おろおろと戸惑うだけの大泉を視界に入れて観戦していた私の背後で、慧音が声をかけてきた。
軽く後ろを振り向いてその姿を確認するが、やがて慧音は私の隣に並んで観戦する。
「なんだ?私を残虐だと蔑むか?」
視線だけを慧音に向けて私は言うが、慧音の表情は穏やかなものだった。
明らかに虐待とも見える闘いを目の当たりにしても平然としている辺り、この女の芯の強さを物語る。

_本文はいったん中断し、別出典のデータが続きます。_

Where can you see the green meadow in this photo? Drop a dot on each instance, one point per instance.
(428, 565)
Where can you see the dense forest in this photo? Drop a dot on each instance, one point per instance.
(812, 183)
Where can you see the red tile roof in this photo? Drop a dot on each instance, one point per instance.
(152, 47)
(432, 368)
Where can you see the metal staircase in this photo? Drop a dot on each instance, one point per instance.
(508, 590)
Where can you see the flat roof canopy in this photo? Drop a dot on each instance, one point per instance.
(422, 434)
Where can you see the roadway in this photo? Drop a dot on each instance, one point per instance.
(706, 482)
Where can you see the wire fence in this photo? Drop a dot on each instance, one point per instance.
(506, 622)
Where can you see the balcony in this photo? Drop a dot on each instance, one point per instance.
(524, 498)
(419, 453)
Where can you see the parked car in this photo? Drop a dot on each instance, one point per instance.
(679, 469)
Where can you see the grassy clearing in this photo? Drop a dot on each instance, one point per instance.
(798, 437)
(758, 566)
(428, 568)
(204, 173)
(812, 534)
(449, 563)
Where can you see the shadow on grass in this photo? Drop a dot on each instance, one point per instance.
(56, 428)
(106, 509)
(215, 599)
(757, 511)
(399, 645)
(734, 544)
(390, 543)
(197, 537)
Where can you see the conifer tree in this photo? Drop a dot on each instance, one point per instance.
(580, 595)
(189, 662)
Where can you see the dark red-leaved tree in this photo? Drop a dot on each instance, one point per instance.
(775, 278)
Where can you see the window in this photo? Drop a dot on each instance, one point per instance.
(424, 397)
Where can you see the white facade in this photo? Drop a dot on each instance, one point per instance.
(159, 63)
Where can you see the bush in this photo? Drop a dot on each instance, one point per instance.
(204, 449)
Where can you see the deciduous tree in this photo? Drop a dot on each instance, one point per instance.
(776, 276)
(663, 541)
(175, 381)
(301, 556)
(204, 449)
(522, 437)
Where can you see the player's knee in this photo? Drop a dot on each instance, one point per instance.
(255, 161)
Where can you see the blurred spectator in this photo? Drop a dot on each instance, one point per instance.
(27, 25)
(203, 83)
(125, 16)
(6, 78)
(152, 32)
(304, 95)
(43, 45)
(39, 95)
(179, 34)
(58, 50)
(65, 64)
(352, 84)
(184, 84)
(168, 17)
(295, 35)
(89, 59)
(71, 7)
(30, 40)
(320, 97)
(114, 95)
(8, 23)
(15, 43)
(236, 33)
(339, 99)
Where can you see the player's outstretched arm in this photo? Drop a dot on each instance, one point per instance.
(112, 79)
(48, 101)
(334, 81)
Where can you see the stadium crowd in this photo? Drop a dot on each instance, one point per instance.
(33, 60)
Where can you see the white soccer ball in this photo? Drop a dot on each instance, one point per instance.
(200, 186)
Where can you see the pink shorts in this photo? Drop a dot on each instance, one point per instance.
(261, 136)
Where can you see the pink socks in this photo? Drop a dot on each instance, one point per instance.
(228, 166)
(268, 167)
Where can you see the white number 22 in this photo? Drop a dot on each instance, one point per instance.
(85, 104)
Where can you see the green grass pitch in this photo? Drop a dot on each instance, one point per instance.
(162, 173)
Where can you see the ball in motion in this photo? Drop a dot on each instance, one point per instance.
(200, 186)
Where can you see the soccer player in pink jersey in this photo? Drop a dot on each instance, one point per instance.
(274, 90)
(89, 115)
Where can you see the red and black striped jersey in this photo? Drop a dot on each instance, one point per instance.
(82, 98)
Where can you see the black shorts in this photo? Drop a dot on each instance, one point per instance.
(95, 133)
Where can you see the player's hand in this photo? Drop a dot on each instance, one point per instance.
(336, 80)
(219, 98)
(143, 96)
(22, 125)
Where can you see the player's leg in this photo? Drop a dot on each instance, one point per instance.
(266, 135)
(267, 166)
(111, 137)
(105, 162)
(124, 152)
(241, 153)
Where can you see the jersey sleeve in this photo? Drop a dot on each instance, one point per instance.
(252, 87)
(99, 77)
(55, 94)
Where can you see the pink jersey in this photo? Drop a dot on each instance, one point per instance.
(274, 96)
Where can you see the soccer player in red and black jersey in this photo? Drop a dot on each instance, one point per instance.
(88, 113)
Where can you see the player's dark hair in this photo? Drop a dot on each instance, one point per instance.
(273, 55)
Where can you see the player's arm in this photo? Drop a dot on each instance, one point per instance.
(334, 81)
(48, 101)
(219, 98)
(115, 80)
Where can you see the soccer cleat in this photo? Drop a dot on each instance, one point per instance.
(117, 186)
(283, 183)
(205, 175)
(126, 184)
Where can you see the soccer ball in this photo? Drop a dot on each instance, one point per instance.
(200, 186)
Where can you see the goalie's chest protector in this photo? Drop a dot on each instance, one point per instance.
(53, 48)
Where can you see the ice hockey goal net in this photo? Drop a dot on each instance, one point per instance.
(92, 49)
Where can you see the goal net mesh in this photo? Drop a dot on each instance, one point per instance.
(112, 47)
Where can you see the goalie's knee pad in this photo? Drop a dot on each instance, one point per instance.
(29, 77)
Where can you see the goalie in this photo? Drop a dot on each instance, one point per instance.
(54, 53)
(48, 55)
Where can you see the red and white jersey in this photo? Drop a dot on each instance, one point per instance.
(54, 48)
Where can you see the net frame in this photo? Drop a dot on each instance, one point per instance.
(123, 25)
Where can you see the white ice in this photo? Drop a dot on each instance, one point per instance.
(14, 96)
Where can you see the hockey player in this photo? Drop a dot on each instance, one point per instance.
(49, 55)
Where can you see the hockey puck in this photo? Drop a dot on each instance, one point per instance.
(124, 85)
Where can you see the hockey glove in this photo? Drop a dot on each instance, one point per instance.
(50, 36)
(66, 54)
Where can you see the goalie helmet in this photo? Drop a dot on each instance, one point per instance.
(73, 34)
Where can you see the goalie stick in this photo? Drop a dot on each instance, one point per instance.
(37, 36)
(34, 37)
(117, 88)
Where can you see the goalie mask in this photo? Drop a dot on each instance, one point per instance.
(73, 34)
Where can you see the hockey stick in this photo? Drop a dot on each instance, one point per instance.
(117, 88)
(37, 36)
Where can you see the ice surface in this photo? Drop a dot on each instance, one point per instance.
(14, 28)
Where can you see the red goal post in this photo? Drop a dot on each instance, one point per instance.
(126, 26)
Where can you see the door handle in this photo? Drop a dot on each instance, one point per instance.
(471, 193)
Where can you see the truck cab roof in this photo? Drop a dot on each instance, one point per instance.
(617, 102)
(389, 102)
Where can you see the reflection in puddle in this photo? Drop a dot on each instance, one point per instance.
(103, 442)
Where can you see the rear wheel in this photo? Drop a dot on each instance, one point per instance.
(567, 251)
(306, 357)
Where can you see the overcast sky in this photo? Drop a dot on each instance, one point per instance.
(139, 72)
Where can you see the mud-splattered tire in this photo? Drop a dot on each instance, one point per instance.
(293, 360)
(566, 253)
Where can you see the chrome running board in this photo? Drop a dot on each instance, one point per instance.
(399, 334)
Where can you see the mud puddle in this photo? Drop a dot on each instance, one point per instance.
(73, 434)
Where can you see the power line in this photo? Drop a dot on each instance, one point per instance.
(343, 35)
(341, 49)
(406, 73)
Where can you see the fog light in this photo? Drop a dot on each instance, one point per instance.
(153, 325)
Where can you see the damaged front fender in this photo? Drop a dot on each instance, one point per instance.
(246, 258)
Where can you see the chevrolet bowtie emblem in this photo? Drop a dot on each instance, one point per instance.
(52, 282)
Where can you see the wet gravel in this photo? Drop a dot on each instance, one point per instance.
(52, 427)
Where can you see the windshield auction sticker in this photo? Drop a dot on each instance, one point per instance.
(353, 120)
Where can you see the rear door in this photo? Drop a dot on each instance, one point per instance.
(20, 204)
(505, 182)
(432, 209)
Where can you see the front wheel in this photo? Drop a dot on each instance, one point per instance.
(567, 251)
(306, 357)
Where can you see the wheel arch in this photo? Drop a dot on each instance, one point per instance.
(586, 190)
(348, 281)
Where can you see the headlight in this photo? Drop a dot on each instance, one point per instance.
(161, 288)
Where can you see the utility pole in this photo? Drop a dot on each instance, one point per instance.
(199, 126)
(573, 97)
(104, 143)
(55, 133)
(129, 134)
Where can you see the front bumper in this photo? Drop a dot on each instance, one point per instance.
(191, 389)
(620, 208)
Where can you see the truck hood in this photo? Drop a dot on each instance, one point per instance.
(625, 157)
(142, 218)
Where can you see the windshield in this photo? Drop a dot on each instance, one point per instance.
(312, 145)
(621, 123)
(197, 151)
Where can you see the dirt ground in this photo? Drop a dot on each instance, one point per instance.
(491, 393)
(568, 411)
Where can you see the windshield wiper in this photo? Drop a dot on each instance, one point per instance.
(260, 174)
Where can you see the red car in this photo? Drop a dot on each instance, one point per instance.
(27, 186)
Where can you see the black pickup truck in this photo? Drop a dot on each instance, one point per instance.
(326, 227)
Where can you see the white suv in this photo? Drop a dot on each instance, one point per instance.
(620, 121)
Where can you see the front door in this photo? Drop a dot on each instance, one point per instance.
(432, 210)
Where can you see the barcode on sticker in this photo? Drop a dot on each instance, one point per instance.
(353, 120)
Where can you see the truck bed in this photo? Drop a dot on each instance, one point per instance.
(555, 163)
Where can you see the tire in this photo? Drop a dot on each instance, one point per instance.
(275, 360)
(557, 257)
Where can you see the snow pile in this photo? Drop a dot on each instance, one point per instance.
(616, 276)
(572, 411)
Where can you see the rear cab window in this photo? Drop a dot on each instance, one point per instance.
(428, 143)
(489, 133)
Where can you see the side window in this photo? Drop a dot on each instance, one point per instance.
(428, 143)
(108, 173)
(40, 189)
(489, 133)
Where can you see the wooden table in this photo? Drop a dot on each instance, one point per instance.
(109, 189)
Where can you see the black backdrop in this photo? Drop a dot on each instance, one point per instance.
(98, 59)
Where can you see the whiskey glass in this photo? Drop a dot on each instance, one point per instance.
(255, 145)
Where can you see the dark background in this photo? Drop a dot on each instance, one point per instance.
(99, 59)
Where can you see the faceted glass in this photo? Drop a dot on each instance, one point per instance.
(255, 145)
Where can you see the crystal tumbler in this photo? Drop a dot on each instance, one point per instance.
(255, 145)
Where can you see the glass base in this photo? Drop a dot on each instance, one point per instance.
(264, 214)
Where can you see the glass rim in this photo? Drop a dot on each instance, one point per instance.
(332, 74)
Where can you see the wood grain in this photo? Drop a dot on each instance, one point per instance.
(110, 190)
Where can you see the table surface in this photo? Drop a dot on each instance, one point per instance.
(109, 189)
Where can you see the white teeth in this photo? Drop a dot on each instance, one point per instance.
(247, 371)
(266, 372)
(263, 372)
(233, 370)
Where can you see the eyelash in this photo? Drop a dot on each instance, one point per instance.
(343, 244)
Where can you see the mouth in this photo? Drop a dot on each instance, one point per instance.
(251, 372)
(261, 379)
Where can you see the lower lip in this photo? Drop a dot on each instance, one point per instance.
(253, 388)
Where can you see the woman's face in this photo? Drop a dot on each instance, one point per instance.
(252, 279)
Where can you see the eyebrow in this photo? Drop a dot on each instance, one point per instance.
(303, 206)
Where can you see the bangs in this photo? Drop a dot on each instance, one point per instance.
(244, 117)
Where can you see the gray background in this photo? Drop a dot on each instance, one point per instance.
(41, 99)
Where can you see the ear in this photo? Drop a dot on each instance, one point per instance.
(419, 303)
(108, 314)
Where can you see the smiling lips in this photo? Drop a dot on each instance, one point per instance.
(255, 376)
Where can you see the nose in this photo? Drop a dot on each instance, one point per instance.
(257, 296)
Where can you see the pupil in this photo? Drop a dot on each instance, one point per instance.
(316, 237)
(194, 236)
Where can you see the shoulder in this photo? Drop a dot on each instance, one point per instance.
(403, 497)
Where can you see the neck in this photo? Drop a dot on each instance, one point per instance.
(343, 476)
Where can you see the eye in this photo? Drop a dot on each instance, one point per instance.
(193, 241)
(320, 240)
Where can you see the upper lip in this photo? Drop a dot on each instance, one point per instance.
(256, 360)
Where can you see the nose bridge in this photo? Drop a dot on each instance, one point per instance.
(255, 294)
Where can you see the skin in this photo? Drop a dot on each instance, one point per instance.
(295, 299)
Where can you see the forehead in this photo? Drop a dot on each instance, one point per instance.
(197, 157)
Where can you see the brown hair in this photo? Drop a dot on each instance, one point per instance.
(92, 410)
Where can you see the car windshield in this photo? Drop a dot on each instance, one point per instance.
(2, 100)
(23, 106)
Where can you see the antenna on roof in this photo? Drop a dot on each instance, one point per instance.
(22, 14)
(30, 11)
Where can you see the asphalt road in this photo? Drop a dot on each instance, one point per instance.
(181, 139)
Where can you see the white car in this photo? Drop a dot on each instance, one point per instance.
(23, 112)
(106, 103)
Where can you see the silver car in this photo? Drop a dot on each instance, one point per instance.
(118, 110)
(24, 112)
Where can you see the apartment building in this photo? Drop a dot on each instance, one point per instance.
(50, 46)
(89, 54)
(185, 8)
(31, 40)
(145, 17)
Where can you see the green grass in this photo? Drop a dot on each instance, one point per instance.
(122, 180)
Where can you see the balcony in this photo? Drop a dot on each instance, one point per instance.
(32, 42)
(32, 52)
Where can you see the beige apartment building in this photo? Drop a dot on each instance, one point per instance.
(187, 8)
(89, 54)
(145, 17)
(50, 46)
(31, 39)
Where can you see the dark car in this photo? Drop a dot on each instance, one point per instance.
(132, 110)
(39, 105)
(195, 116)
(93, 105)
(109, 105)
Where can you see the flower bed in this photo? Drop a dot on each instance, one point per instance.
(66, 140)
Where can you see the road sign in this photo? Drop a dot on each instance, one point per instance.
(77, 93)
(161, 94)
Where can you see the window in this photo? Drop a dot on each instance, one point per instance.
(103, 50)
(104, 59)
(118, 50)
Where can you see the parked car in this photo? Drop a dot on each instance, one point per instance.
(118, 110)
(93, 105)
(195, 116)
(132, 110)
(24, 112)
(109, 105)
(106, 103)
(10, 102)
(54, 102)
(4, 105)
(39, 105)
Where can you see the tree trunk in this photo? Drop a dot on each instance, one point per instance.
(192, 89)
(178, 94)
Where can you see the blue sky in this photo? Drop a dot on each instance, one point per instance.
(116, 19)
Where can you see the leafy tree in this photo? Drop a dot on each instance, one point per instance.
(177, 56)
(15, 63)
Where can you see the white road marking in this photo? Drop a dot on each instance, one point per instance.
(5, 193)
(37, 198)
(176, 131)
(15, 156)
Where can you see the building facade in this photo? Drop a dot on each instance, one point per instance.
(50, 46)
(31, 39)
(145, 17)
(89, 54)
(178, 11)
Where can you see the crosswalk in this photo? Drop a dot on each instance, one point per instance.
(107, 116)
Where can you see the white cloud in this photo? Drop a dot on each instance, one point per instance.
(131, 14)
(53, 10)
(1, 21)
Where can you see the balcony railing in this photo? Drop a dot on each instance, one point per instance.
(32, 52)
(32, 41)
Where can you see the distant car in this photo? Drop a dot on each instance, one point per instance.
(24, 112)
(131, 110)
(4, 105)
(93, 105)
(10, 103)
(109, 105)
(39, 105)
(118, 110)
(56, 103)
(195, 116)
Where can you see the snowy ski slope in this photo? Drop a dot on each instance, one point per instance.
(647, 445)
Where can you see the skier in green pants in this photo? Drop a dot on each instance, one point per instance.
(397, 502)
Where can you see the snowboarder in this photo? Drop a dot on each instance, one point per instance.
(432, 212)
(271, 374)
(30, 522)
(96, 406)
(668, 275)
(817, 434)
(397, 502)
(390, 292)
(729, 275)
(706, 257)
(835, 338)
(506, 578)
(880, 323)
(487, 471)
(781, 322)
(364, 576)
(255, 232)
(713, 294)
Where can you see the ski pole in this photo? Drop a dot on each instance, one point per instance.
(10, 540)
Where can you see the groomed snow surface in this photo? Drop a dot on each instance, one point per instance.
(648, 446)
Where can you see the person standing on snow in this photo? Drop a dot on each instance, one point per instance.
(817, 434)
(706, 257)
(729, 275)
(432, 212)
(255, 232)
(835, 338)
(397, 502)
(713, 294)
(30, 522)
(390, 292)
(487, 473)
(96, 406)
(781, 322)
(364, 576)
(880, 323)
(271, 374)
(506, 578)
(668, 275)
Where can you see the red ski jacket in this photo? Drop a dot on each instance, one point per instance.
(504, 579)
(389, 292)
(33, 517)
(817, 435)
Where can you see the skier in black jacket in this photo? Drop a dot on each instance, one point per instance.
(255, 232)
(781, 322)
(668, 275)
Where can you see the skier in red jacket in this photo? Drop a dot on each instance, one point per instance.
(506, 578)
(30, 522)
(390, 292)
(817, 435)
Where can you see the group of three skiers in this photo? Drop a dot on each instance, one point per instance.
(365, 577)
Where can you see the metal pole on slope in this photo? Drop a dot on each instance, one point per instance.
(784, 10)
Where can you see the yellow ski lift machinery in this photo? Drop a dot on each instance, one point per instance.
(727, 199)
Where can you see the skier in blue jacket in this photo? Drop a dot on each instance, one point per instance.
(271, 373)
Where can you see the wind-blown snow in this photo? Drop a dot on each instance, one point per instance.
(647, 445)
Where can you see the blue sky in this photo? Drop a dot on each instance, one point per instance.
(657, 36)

「いや、傍から見ただけだが、あれは理に適った鍛錬だ。きついだけで理不尽ではないから、蔑む理由にはなれないよ」
「ほう……」
理に適うというのは、経験を積む意味なのか、それとも心身を鍛える意味なのか。
慧音があいつらを見て何を思っているかは不明だが、少なくとも直情型ではないようだ。出会った矢先に強烈な頭突きと抱擁をしてきた人物とは思えんな。
「実際、辛いと解っていてもあの3人は止める気配が無い。それだけ、あの3人は修行を得て強くなっていると実感しているということだ。私としても喜ばしい」
「保護者モドキが色々と口煩いな。……まぁ、いちいち口出ししてこようが、私は私のやり方で勝手にするさ」
いやいや、と慧音は小さく笑いながら首を横に振る。
「申し訳ないが、口煩いのは教師の性でね。ただ、私は一教師として感心しているだけだよ。あの子達―特に剣を振るチルノを見て思ったんだが、あなたは本当に教えるのが上手い。私なんか、チルノに筆は紙に書くものだとわからせるのに1ヶ月以上も頭突いたほどだ」
話を聞く限り、チルノは筆であらゆる所に落書きをしたのだろうな。それだけの馬鹿であることは、これまでのチルノを見てきた者なら容易に考えられる。
その馬鹿相手に一ヶ月以上も物を教え続けたという慧音は、並外れた精神力を感じさせる。
いや、度胸もそれなりになければ、この私相手に平然と話したりしないか。
「……私の手駒を鍛える理由はただ一つ。弱くては手駒として困るからだ」
「手駒、ね」
まるで私が褒められて照れている事を見通しているかのように、慧音はくつくつと笑う。
うぬぼれているわけではないが、表情にも声にも出していないはずだ。
しばらくすると、慧音はあろうことか口に手を当てて、声に出して笑い出した。
「なんだ、なにがおかしい?」
―私に対する挑戦か?挑戦なのか?喧嘩売っているのなら喜んで買うぞ?
「いや、失礼した。少し思った所があったのでな」
言葉ではそういうが、慧音は相変わらず笑いを止めようとしない。
いや、止めようとしているが笑いがこみ上げてくるようで、繭が困ったように歪んでいる。
「不老不死の女の子というものは、皆揃って捻くれているもんだなぁと思ったんだ」
「……どういうことだ?」
気になる言葉がそこにあった。
レミリアは長寿とはいえ、不老不死ではない。吸血鬼の弱点で死ぬこともありえる。これは本人からも確認が取れているから間違いは無い。
「皆揃って」ということは、慧音は私以外の不老不死を知っている、という意味が捉えられる。
「私には正真正銘の不老不死の友人がいるんだ。それもあなたと似て、捻くれていて素直でない女の子の、な」
―捻くれていて素直でない、は余計だ。それと女の子と言うな、恥ずかしい。
「……そいつは吸血鬼か?それとも妖怪か?」
「いや、薬を飲んで不老不死になってしまった人間だよ。昔はかなり荒れていたんだが、今ではだいぶ落ち着いて、仲良くしてもらっているよ」
―元人間の不老不死……か。
「さらに言えば、その友人の悪友も不老不死で、その悪友の従者も不老不死だ」
「おいおいおい!?不老不死が3人もいるとかどうなっているんだ!?」
「しかも驚くなかれ、その不老不死はなんと月からきた宇宙人だ」
「嘘付けーっ!!!」
さらりと衝撃的な種族の名を言うな!月からきた宇宙人だと!?信じられるか!!
「いや?本当だが」
真顔で本当だと言われてしまった……真面目な性格のフリーダムタイプとは面倒な奴だな……。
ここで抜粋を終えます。